Examining the data for 5 ADHD participants (AD01, AD04, AD08, AD10, and AD15) before and after medication
This section examines whether taking ADHD medicine before or after —- has an effect on the response variables while controlling for other factors.
# data can be easily uploaded via the 'import dataset' tab in R studio...
library(readxl)
adhd.med <- read_excel(file.choose(), sheet = "ADHDmed")
adhd.med2 <- subset(adhd.med, select=c(
# independent variables
`ID entered in RETeval device`,age,gender,VERT,
Ethnicity_Simple,`Tested eye`,iris,
Strength,Before_After,
# dependent variables
a_time, a_amp, b_time, b_amp, bdiva_amp, p72, Tmin, BT,
p_ratio, w_ratio))
# checking the data's structure...
str(adhd.med2)
## tibble [355 x 19] (S3: tbl_df/tbl/data.frame)
## $ ID entered in RETeval device: chr [1:355] "AD01" "AD01" "AD01" "AD01" ...
## $ age : num [1:355] 15.5 15.5 15.5 15.5 15.5 15.5 15.5 15.5 15.5 15.5 ...

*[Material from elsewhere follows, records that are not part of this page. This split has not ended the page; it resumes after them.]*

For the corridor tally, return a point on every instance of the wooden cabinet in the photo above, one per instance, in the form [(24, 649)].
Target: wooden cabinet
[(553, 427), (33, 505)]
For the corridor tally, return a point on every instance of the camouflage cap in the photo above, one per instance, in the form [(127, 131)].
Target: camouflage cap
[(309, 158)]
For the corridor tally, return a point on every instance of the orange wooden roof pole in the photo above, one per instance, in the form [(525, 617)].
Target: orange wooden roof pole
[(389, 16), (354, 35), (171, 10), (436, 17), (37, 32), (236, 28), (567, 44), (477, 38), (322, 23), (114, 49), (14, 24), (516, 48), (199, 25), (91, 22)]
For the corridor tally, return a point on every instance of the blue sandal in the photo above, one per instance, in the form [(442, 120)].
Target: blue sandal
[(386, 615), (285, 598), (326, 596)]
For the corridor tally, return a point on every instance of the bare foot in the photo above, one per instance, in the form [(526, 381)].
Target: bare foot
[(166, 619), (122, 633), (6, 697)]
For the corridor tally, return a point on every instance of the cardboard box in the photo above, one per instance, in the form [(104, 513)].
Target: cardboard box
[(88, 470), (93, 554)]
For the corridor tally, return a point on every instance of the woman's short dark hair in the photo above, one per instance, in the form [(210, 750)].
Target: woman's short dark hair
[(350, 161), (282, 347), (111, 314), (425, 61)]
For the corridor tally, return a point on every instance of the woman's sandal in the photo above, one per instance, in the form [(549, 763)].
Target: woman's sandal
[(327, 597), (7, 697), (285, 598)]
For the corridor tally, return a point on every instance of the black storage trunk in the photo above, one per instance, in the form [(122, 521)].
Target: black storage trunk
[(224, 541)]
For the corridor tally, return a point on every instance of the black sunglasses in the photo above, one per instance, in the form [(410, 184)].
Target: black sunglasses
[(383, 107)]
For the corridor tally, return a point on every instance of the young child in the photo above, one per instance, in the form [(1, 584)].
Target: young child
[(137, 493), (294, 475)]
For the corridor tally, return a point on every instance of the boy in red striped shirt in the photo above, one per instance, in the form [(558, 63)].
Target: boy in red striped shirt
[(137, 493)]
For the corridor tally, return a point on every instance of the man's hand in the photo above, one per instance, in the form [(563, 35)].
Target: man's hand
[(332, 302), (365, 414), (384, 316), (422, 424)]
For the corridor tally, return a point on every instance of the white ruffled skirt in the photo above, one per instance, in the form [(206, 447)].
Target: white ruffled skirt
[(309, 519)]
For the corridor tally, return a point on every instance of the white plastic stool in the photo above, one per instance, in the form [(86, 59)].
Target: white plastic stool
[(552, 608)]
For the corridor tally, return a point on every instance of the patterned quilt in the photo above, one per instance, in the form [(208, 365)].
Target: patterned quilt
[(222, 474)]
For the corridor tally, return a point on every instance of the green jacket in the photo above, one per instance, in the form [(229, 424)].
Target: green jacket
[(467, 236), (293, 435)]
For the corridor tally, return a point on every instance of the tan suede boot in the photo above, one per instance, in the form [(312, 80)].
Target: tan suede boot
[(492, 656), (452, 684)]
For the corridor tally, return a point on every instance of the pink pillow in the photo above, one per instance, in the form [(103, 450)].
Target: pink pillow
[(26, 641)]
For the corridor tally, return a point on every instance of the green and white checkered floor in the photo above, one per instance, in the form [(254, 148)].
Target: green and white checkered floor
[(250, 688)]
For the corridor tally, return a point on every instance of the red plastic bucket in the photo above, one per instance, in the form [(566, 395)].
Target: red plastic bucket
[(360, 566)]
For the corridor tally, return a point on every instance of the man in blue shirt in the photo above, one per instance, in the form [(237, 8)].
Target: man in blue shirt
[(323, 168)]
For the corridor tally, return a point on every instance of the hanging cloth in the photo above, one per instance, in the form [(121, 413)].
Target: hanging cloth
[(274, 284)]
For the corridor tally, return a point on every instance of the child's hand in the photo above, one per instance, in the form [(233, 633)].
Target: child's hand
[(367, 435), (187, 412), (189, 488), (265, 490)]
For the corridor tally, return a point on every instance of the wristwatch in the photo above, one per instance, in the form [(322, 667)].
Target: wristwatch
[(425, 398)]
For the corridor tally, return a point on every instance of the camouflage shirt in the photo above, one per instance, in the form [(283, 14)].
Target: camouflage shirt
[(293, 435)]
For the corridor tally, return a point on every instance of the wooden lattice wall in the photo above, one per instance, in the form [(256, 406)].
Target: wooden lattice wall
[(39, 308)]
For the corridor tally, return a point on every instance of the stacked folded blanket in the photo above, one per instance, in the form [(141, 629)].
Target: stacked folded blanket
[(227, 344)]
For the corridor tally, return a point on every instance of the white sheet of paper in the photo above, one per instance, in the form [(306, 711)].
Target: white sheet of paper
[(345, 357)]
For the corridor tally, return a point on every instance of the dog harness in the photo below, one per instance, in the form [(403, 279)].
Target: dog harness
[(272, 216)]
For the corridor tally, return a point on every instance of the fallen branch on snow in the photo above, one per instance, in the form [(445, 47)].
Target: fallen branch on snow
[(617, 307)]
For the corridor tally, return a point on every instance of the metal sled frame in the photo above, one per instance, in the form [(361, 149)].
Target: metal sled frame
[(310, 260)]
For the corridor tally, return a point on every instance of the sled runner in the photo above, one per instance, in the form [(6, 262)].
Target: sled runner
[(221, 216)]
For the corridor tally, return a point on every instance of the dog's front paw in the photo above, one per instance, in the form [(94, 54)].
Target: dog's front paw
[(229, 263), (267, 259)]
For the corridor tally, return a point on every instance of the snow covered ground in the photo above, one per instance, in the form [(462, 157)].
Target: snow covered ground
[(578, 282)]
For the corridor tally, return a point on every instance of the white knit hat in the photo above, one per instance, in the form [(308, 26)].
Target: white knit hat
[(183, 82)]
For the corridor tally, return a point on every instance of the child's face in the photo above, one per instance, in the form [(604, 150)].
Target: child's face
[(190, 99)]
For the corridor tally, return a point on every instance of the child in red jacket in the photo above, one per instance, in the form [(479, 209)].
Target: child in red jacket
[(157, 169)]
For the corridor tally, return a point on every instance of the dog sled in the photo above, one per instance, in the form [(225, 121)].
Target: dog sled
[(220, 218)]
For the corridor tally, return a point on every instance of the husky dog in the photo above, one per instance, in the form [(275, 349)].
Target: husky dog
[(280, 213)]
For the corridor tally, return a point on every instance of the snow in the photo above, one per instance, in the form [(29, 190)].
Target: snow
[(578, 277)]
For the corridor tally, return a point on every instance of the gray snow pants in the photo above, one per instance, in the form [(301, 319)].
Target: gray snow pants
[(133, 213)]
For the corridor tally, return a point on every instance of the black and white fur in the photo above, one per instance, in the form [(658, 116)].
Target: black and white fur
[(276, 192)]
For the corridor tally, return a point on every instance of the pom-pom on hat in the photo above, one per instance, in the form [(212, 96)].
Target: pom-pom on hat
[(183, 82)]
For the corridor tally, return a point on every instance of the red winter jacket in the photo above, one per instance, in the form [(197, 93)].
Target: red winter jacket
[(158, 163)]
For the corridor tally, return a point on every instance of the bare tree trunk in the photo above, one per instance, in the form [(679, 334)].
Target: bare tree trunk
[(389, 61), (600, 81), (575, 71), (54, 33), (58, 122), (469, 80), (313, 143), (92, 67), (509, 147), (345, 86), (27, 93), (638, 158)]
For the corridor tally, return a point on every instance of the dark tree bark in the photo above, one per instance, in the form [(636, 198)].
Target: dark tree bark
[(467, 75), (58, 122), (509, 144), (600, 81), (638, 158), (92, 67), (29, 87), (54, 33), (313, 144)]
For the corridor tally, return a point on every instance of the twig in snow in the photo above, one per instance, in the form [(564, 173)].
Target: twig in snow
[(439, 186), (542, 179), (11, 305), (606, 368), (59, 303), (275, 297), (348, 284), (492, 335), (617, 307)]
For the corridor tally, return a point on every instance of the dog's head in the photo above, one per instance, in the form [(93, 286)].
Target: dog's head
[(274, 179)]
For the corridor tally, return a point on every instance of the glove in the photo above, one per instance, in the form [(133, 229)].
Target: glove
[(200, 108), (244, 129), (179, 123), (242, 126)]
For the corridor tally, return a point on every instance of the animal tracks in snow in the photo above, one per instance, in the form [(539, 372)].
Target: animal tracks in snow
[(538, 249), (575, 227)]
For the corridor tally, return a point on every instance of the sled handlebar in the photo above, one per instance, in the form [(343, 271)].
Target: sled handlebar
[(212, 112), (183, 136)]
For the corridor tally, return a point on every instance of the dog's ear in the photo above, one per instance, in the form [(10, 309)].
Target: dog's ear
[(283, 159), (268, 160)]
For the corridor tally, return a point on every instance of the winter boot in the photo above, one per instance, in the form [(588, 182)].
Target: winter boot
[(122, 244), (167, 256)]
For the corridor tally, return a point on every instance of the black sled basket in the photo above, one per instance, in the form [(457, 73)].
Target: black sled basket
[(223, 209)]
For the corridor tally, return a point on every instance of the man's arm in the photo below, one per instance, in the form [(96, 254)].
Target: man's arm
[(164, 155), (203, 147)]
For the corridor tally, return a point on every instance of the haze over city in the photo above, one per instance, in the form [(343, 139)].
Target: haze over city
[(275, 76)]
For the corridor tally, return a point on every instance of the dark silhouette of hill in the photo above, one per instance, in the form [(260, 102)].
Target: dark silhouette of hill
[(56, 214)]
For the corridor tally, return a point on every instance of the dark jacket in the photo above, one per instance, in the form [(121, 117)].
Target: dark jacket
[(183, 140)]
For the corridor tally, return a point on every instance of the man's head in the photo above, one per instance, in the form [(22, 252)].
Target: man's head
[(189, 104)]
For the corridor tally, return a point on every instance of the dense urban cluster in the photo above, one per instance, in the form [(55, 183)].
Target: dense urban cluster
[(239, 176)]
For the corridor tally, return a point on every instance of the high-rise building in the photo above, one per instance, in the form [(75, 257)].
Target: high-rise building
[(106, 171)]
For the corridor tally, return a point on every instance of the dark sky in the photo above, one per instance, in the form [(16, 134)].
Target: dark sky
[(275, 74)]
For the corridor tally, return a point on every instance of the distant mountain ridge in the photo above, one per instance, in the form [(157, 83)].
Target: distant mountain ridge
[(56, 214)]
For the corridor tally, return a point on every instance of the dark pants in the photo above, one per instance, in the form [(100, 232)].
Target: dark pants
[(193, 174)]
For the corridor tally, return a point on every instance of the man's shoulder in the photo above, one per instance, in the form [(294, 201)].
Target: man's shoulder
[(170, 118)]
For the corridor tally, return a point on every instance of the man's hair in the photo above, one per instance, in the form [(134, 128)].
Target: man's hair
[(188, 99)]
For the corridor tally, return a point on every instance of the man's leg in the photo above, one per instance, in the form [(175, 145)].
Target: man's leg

## $ gender : num [1:355] 0 0 0 0 0 0 0 0 0 0 ...
## $ VERT : num [1:355] 2 2 2 2 2 2 2 2 2 2 ...
## $ Ethnicity_Simple : num [1:355] 4 4 4 4 4 4 4 4 4 4 ...
## $ Tested eye : num [1:355] 1 1 1 1 1 1 1 1 1 1 ...
## $ iris : num [1:355] 1.38 1.38 1.38 1.38 1.38 ...
## $ Strength : num [1:355] -0.367 -0.367 -0.119 0.114 0.398 0.398 0.477 0.477 0.602 0.602 ...
## $ Before_After : num [1:355] 0 0 0 0 0 0 0 0 0 0 ...
## $ a_time : num [1:355] 14.9 15.1 13.3 11.3 12.6 ...
## $ a_amp : num [1:355] -4.22 -3.01 -3.3 -5.79 -7.2 ...
## $ b_time : num [1:355] 20.2 21.8 21.7 24.2 24.5 ...
## $ b_amp : num [1:355] 14.2 10.7 17.2 25.9 38.1 ...
## $ bdiva_amp : num [1:355] 3.37 3.56 5.2 4.48 5.29 ...
## $ p72 : num [1:355] 1.74 -1.02 -2.67 -7.69 -4.42 ...
## $ Tmin : num [1:355] 99.9 99.4 100.1 100.1 85.9 ...
## $ BT : num [1:355] -2.63 -6.23 -4.41 -11.78 -8.71 ...
## $ p_ratio : num [1:355] -0.175 0.133 0.192 0.382 0.143 ...
## $ w_ratio : num [1:355] 0.888 1.301 1.064 1.231 1.04 ...
dim(adhd.med2)
## [1] 355 19
# rendering variables into their right type
adhd.med2$`ID entered in RETeval device` <- as.factor(adhd.med2$`ID entered in RETeval device`)
adhd.med2$gender <- as.factor(adhd.med2$gender)
adhd.med2$VERT <- as.factor(adhd.med2$VERT)
adhd.med2$VERT<-relevel(adhd.med2$VERT, ref='2') # ref level in this variable
adhd.med2$Ethnicity_Simple <- as.factor(adhd.med2$Ethnicity_Simple)
adhd.med2$`Tested eye` <- as.factor(adhd.med2$`Tested eye`)
adhd.med2$Strength <- as.factor(adhd.med2$Strength)
adhd.med2$Before_After <- as.factor(adhd.med2$Before_After)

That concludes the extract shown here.